Working at a museum typically provides fodder for cocktail chatter: kiddos on field trips, misguided gift shop purchases, light and fun stories. There’s little, if any, meaning-of-life conversation material. Except for yesterday afternoon.
I was on my way back to my desk and an older man came in our back door. People who don’t use the main entrance are either regulars or newbies — it was obvious that this man didn’t know his way around.
I introduced myself, probably threw out my best hey-there-I’m-Sarah-how-can-I-help-you.
I need to make a donation, he said.
My job at the museum involves fundraising, and just hearing the word “donation” gives me those dollar sign eyes, like the ones in cartoons.
Wonderful! I walked him upstairs and made pleasant small talk on our way. Weather! Hot enough for ya? Sure is! Glad fall is around the corner . . .

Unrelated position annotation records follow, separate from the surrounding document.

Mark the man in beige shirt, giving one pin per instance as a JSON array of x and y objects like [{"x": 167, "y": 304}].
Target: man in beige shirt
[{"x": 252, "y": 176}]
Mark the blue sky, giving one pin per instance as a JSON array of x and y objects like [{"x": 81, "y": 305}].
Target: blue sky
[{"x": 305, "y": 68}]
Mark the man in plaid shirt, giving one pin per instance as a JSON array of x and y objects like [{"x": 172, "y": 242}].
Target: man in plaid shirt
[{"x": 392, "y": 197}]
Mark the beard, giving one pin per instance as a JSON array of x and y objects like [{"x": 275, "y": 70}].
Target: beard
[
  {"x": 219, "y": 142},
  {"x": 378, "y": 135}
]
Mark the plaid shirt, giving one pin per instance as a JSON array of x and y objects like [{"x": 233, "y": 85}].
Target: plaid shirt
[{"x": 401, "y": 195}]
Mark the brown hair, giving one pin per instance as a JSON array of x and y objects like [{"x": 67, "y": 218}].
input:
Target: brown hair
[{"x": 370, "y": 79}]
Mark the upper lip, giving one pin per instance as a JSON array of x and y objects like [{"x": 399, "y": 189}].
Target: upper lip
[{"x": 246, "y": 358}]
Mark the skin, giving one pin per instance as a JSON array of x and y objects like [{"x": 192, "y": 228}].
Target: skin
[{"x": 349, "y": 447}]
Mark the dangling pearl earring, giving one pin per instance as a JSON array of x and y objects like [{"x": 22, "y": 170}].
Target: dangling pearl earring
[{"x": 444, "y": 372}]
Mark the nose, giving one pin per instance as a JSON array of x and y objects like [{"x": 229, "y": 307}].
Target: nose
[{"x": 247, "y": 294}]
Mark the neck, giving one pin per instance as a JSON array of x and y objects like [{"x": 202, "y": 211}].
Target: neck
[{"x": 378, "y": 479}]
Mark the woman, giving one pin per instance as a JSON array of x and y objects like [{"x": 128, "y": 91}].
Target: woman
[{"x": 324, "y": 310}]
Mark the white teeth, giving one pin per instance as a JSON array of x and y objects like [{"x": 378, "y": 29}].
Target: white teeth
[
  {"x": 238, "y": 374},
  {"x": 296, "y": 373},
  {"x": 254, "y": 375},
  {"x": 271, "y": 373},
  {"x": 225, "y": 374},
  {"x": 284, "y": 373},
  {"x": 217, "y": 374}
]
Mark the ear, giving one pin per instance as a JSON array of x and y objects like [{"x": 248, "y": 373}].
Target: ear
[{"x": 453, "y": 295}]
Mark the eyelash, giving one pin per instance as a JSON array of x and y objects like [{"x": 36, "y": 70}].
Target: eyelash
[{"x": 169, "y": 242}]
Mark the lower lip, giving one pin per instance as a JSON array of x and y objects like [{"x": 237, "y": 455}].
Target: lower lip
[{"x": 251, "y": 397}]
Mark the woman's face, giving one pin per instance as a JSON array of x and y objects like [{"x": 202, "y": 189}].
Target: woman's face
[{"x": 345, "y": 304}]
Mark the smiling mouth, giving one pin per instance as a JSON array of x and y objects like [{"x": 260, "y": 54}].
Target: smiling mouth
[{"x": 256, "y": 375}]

Halfway up the stairs, and he paused.
“Did you know my wife?” he asked. I drew a blank and shook my head.
“She died last week and I need to donate her art supplies,” he said.
Wishing I had something less generic to say, all I could muster was the simplest of sympathies: “I’m so sorry for your loss.”
Once upstairs, he showcased his donations: cases of pastels, blank canvases, paintbrushes of all sizes. She was involved in our art classes, he explained.
With the help of a colleague, we took his donations and he vanished. My heart broke for him.
I never knew this man’s spouse — but today, I’m committed to celebrating my own. A funny thing happens when two sinners get married. We tend to want perfection in each other, even while knowing how totally imperfect we ourselves are. I don’t know what that man was thinking as he handed over his wife’s pastels . . . but he probably wasn’t recounting her screw-ups.
Imperfections and all, I’m committed to celebrating sweet Mr. S.